Suchen
Freiburg

Rituel

L’hiver touchait à sa fin et la tribu devait partir. La chamane porta son regard vers le sud et le Mol’Heon, la montagne sacrée de son peule. Elle n’y découvrit pourtant aucun signe du jeune Kalhaha. Avait-il été emporté par la crue qui, il y a deux lunes, avait englouti la vallée d’une boue rougeâtre ? Avait-il été pris en chasse par la meute des loups gris ? Ou les hommes des ruines avaient-ils rompu la paix avec les siens ? 

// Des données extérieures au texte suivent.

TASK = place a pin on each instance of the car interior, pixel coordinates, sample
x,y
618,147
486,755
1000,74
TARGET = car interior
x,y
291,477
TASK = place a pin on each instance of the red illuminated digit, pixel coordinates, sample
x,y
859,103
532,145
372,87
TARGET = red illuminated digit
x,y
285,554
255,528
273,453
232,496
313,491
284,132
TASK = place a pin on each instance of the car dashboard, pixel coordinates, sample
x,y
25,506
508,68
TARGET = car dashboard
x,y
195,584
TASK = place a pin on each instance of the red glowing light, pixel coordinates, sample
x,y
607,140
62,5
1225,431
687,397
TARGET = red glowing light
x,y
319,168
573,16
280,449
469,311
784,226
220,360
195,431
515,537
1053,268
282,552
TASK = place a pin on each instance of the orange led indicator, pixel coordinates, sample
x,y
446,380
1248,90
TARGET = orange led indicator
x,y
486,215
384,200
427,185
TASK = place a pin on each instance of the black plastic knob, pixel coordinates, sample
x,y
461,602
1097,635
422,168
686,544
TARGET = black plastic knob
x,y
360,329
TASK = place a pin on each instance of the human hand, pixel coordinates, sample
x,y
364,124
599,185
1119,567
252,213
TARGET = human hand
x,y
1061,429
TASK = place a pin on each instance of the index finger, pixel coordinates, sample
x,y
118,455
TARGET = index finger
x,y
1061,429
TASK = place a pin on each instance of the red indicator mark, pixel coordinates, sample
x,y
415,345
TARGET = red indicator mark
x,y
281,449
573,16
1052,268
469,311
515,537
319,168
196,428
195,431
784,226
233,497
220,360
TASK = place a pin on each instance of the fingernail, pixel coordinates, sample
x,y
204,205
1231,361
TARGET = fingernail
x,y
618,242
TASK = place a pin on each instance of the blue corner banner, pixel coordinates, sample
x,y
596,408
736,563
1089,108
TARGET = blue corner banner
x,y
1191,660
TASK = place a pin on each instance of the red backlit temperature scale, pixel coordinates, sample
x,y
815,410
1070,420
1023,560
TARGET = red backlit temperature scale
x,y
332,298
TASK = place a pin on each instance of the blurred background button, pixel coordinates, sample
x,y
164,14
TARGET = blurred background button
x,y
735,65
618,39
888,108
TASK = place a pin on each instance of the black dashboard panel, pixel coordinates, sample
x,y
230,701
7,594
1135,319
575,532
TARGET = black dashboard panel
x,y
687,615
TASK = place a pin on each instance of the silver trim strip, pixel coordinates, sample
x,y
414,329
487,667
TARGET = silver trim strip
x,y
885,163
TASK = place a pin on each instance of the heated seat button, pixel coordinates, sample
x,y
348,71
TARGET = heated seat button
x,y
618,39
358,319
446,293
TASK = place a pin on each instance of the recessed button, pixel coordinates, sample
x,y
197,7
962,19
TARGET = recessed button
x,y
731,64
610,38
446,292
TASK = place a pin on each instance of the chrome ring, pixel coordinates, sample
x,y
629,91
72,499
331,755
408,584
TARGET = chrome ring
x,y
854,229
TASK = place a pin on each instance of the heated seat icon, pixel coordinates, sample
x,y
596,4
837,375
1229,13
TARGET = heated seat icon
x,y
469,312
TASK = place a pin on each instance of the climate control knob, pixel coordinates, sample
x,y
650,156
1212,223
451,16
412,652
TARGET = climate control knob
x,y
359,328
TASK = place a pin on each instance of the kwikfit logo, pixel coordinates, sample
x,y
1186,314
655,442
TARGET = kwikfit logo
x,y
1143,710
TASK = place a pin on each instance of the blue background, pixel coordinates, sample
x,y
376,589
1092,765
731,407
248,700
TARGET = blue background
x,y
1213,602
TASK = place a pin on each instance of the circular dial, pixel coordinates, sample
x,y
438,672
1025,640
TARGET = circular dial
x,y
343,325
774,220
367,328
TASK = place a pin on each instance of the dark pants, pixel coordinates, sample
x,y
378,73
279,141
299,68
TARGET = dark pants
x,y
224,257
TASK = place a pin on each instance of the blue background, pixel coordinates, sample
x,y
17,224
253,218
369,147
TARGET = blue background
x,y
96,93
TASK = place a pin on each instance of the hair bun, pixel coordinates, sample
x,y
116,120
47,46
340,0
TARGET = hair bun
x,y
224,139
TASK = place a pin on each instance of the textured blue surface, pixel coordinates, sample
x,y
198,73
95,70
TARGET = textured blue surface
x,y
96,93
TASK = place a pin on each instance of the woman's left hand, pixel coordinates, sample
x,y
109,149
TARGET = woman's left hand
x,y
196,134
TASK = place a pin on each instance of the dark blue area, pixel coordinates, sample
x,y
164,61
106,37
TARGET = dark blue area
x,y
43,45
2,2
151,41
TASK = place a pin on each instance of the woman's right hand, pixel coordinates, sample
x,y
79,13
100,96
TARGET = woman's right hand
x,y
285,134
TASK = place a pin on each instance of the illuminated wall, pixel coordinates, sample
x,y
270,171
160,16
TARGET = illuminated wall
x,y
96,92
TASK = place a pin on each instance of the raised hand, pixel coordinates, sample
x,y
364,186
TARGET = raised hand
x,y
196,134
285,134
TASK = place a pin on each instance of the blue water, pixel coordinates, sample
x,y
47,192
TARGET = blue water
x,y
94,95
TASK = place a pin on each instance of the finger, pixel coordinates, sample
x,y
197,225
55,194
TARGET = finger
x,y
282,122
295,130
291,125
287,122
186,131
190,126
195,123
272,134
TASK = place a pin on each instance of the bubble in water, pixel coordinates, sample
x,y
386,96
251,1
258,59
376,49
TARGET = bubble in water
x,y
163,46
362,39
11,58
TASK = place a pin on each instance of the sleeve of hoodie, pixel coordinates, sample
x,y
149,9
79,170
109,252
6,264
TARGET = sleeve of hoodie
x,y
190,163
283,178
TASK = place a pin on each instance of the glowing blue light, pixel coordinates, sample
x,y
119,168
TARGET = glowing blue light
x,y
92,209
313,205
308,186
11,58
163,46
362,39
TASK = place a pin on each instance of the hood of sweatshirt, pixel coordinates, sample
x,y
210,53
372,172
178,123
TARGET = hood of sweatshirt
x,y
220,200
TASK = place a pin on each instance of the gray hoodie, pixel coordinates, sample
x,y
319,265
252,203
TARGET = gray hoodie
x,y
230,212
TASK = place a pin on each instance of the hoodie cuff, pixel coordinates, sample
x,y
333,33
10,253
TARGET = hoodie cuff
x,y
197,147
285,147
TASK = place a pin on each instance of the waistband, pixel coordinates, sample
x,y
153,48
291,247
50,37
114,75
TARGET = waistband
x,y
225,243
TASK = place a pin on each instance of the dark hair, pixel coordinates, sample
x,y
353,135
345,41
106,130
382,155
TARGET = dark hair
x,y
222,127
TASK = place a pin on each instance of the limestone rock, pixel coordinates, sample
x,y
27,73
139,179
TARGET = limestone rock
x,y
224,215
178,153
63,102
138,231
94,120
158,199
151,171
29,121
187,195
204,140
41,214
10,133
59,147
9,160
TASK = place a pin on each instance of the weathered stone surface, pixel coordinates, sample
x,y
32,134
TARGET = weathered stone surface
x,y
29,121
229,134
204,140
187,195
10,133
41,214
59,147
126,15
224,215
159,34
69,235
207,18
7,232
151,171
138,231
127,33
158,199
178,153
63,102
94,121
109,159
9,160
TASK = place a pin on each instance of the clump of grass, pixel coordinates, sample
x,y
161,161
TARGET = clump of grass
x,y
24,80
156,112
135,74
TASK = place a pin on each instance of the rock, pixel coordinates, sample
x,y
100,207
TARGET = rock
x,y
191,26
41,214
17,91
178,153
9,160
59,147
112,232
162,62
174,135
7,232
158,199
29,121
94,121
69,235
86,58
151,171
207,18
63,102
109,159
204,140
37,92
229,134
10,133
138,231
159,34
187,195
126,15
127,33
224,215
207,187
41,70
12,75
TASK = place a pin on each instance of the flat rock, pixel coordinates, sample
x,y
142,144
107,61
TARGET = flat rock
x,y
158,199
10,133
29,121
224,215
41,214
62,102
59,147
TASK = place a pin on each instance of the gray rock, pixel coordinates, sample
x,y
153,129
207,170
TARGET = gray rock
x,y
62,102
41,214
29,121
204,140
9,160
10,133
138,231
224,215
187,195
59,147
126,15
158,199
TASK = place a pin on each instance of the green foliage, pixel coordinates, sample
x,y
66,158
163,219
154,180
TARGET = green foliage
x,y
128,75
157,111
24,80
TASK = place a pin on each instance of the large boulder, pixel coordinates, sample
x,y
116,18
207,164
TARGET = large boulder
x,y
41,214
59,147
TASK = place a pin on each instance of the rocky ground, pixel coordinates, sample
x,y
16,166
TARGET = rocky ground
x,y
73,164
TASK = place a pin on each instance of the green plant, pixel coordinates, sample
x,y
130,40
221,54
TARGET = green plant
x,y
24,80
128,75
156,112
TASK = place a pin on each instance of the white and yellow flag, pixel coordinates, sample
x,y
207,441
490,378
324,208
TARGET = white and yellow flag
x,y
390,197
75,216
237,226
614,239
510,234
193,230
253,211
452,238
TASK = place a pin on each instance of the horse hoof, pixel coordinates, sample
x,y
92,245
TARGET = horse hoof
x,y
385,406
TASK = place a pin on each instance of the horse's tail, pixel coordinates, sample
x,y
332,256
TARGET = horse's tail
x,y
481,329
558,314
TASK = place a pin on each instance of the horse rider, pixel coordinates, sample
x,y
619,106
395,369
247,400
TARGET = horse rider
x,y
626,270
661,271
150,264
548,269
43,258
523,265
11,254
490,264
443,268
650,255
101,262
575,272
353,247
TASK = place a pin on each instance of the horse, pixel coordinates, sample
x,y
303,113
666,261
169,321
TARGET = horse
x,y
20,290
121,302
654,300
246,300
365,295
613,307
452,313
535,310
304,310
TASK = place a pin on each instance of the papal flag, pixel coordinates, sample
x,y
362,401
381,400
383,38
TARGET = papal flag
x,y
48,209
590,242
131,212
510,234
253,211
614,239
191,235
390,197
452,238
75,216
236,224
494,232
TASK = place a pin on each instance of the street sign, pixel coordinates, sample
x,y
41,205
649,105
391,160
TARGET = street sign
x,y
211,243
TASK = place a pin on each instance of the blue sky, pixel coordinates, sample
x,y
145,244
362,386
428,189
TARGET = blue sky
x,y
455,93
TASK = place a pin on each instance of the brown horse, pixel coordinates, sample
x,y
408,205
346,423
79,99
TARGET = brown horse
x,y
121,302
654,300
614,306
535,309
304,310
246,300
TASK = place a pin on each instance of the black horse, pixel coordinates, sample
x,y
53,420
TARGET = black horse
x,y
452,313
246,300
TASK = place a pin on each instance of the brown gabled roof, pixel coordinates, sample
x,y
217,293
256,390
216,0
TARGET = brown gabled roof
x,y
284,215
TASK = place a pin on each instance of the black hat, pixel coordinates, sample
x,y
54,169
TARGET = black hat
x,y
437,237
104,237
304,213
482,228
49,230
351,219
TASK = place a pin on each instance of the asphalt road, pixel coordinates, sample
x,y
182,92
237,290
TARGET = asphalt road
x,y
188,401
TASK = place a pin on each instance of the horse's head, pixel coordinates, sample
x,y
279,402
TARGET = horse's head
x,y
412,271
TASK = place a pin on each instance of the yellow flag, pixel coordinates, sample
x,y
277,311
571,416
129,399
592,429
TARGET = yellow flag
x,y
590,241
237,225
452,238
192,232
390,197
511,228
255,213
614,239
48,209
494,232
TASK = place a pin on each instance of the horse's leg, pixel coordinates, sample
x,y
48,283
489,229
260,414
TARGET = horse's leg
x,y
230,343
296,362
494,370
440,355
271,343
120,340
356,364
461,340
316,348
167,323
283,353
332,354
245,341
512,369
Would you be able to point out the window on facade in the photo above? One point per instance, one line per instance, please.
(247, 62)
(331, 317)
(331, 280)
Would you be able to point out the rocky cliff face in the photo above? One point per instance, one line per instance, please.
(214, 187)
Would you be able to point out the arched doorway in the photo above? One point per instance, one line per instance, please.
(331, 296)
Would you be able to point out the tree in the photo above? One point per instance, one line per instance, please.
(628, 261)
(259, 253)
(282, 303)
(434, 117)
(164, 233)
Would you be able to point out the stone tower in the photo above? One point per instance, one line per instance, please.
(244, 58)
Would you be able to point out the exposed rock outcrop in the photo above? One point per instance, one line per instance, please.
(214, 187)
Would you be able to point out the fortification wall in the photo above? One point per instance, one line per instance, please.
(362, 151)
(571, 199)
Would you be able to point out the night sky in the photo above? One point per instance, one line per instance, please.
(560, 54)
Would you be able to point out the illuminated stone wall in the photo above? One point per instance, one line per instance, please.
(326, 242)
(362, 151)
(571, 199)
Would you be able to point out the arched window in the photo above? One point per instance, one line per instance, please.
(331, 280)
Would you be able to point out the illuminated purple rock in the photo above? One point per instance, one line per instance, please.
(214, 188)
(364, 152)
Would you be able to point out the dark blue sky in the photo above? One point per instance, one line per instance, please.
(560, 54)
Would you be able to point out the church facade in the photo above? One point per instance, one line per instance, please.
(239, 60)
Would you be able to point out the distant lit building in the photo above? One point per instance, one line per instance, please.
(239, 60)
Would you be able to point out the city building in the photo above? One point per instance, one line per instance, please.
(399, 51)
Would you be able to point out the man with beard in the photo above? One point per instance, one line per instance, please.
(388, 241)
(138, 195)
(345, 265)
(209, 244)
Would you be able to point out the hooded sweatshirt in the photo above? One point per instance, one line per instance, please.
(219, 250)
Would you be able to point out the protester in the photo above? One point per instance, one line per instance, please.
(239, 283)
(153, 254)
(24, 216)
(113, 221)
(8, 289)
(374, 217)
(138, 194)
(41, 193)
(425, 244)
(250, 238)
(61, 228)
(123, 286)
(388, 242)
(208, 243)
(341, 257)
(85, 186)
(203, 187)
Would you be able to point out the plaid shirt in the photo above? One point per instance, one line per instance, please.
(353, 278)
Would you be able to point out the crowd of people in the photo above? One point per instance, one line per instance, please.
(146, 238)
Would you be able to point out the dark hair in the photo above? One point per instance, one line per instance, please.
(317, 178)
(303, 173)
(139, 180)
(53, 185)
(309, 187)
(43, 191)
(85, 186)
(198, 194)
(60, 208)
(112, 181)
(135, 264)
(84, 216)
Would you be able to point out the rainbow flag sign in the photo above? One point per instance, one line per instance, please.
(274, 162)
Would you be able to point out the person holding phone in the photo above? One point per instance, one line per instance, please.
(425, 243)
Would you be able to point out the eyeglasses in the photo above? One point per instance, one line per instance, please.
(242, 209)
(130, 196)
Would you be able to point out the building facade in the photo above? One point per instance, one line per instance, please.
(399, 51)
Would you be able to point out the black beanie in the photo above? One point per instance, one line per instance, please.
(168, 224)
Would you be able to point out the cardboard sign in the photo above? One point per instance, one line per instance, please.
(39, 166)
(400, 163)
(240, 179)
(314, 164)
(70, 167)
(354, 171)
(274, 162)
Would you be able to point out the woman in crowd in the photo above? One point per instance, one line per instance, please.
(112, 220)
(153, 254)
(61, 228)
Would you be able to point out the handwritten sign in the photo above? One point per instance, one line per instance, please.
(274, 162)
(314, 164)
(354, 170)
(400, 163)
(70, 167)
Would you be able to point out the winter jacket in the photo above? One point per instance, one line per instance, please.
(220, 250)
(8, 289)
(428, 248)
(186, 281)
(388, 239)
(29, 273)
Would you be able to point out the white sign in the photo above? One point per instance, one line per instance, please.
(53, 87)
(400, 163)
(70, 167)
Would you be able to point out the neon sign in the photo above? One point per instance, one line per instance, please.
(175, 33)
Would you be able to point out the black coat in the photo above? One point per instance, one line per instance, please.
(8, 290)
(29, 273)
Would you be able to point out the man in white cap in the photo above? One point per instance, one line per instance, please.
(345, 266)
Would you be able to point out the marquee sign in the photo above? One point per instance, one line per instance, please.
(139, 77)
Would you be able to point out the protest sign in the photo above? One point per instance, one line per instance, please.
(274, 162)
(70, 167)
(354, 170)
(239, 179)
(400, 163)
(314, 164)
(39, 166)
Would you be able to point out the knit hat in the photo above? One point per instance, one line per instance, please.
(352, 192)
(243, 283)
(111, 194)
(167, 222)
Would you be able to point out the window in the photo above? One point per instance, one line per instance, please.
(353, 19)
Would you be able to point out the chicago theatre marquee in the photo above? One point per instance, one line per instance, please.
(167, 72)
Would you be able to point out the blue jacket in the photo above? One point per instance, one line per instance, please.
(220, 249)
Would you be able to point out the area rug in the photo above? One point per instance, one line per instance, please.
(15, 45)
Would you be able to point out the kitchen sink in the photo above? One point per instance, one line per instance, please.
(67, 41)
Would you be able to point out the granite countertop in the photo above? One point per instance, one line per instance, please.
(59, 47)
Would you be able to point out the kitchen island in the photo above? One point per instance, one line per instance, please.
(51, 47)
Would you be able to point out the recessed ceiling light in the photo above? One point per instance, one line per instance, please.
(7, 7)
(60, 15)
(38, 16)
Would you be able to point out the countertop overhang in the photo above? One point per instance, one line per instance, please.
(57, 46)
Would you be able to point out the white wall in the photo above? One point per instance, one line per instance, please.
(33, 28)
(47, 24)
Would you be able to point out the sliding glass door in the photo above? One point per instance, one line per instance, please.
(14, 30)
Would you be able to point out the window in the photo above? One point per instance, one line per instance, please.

La matriarche pouvait accepter la perte de Kalhaha, qui rejoindrait le Val et tous les héros qui, avant lui, avaient péri au cours du rituel. Mais le guerrier portait avec lui la Relique sacrée, une gourde ciselée dans un mystérieux métal brillant, cent fois plus solide que celles faites d’os ou de bois et bien plus légère que les outres de peaux. A chaque échec du rituel, les guerriers de la tribu avaient retourné ciel et terre pour la retrouver et la ramener. Car sans elle, il ne serait plus possible de recueillir l’Elixir. Et sans ce breuvage magique, la chamane ne pourrait accomplir les gestes ancestraux qui permettrait à son peuple de recevoir les bienfaits des dieux : un été frais, une chasse abondante et de nombreuses naissances pour remplacer les pertes des grandes chaleurs. 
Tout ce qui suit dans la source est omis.